Meloclassic's grand unearthing of radio treasures continues with four concertos played by pianists who have fallen into neglect. I had heard recordings by Hesse-Bukowksa and Smendzianka and it is to Hesse-Bukowska that I owe my discovery, many years ago, of Ludomir Rozycki's beautiful Ballade for piano and orchestra. Sztompka and Filar were just names in a dictionary for me prior to this release.

The earliest pianist here is Henryk Sztompka born on 1 April, 1901 in Bogusławka, part of Poland up to the end of WWII. His main teacher was Chopin specialist Józef Turczyński (1884-1953) at the Warsaw Conservatory where his orchestral debut was in Rachmaninov's C minor Concerto, still a relatively new work, under an orchestra conducted by composer-pianist Henryk Melcer-Szczawiński. After graduating in 1926 he entered the inaugural International Chopin Competition where he won the Polish Radio prize for the best interpretation of a Chopin Mazurka – he went on to record the complete Mazurkas for Eterna in the late 1950s – but he lost out on the top three spots to Lev Oborin, Stanisław Szpinalski and Róża Etkin-Moszkowska. He moved to Paris after the competition starting to build up a concert career but perhaps most importantly was introduced to the illustrious Ignacy Jan Paderewski who invited him to be part of a select group of pianists to benefit from tuition at his villa in Switzerland. Being a pupil of Paderewski could only bolster his career and he appeared with great success throughout Europe in a repertoire that was heavy on Chopin but which also took in Beethoven, Schumann, Liszt and even Paderewski's Polish Fantasy, a terrific piece that has become something of a rarity. Before WWII he taught at the Conservatory in Toruń and spent the war years in Warsaw. He recommenced his concert career after the war as well as taking a post at the State Higher School of Music in Kraków where he became dean of the piano department in 1957. He died in Kraków in 1963.

He plays the F minor Concerto of Chopin beautifully. I was a little surprised at the rubato in the slower sections, sometimes holding back just a little before he moves to the next bar, especially in the second theme, A flat section where pianist and bassoonist have a rather indulgent duet. Once the intermediate figurations begin however the tempo is lifted so the movement is certainly not starved of vitality. None of the faster sections are treated flamboyantly; Sztompka seems to prefer restraint and clarity while remaining admirably fluent. The Larghetto is the highlight for me; I find myself entranced by his singing tone in even the most pianissimo phrases, his subtle pedalling and the delicacy of his filigree. He aims for character in the middle section rather than high drama. The finale is full of zest and life, Sztompka amply demonstrating that not only has he fingers but can also deliver swift passagework even at a low dynamic. He is ably supported by Abendroth and his Leipzig players though as was often the case at the time much of the music in the opening and closing orchestral tuttis is dramatically cut. This is also the case in the other Chopin Concerto, the first in E minor where Abendroth conducts the radio orchestra in Berlin. The pianist here is Barbara Hesse-Bukowska who was born in Łódź in February 1930 to a musical family; her father played violin with the Warsaw Radio orchestra and her mother was a pianist. After lessons with her mother she studied with Maria Glińska-Wąsowska at the Warsaw Conservatory as well as with Margerita Trombini-Kazuro who was her tutor during the German occupation in World War 2. Her debut, under the auspices of the charitable organisation Rada Główna Opiekuńcza took place in 1942 but it was after the war that she came to international notice with a second place prize in the fourth International Chopin Competition in 1949. Though she was only placed fifth in the Long-Thibaud competition in 1953 she was awarded the Prix Chopin and she had a long and successful career after that, maintaining an extensive touring schedule alongside teaching and appearances on many jury panels.
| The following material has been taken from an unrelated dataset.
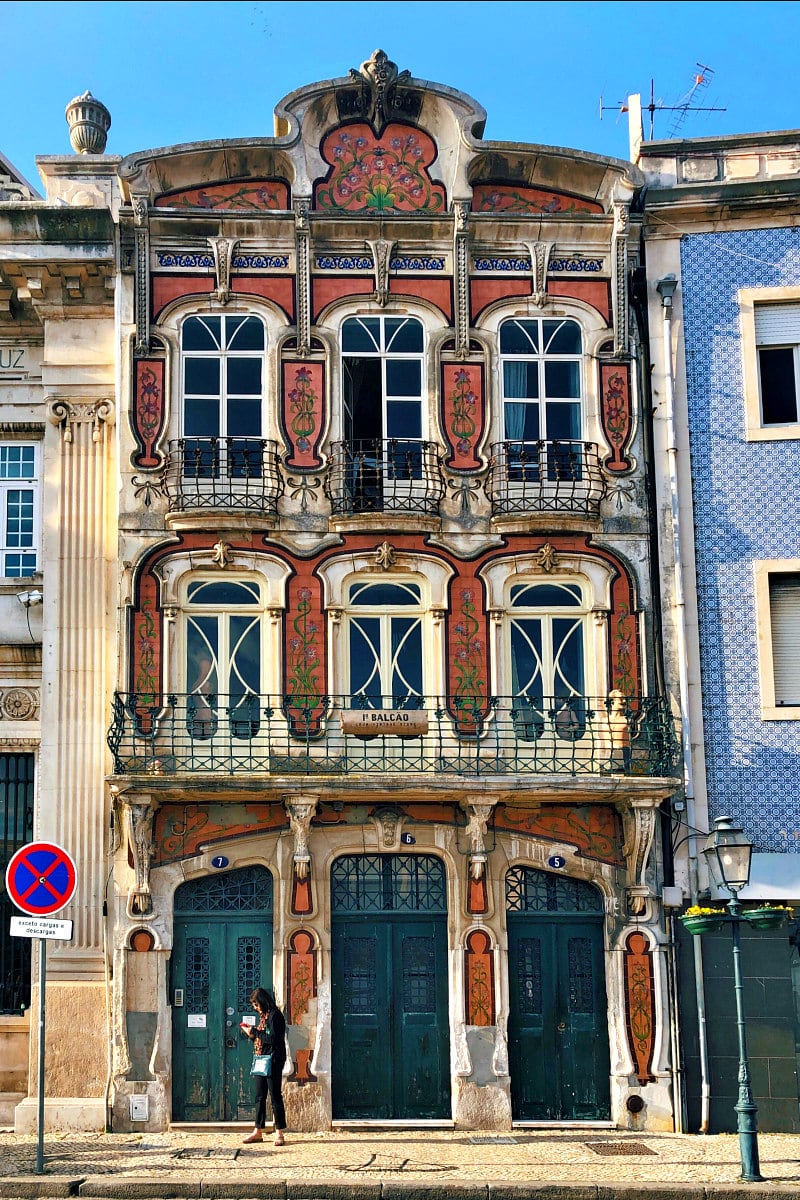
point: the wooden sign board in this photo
(372, 723)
The E minor Concerto is probably my favourite work in the genre and was only the second concertante work I had heard some 46 years ago (the first was Bax's Symphonic Variations which probably explains my enduring curiosity for rarities). It is refreshing therefore to hear such a wonderful performance of it and one that makes me realise that it is not often that I am wholly convinced by a performance; there is usually some small, or on occasion large, detail that I might pick up on that doesn't quite sit right. Not so here. Bukowska gives us a marvellously balanced performance with no histrionics, subtle rubato and phrasing and a clean, seamless technique. Her impeccable singing tone must also be mentioned; I have recently enjoyed Alexander Uninsky's 1958 radio performance on the same label (Meloclassic MC1058 review) though I did find him a little lacking in charm; Hesse-Bukowksa charms easily without sentimentality in the many lyrical passages and has technique left over in the virtuoso sections to bring shape and colour; her left hand trills at the opening of the final section have a delicious bite and there is wonderful control of dynamic contrast even in the most strenuous passages.
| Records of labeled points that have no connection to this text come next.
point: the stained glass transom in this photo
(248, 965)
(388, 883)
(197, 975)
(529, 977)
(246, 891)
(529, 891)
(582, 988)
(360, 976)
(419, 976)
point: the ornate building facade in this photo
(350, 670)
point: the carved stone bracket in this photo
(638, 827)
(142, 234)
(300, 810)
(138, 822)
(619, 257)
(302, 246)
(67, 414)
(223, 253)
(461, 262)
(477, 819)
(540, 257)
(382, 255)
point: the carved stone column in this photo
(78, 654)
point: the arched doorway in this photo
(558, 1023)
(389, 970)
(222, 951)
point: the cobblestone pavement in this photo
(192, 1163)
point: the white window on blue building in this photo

Another neglected female pianist is Regina Smendzianka, born six years before Hesse-Bukowksa in 1924. Her family were musicians - both parents played the piano – and young Regina showed promise when she played aged four. Her parents were her first tutors but she was soon entrusted to Russian pianist Maria Zofia Drzewiecka in Torún who then went on to teach her at the Pomeranian Music Society Conservatory. She also had lessons there from Henryk Sztompka. She gained recognition at an early age, receiving an award at a Warsaw competition in 1933 alongside pianists such as Halina Czerny-Stefańska and gave a short radio recital at the age of eleven. The war brought an end to study for Smendzianka and she went into hiding in Kraków; she was without a piano for two years and only on a poor broken down instrument after that though that did enable her to expand her repertoire. She remained in Kraków after the war and continued her studies with Sztompka who took up a post in the city. After a relatively poor showing in the 1949 Chopin competition, eleventh place, she struggled to find concert opportunities; those were going to the better placed competitors such as Czerny-Stefańska, Hesse-Bukowksa and Rysard Bakst, a pianist who later taught in Manchester. A change at the Ministry of Culture in 1956 brought an upturn in her fortunes and extensive world tours followed. She made recordings – I remember a Chopin and Moniuszko recital – and went on to teach in Kraków and Warsaw where she died in 2011.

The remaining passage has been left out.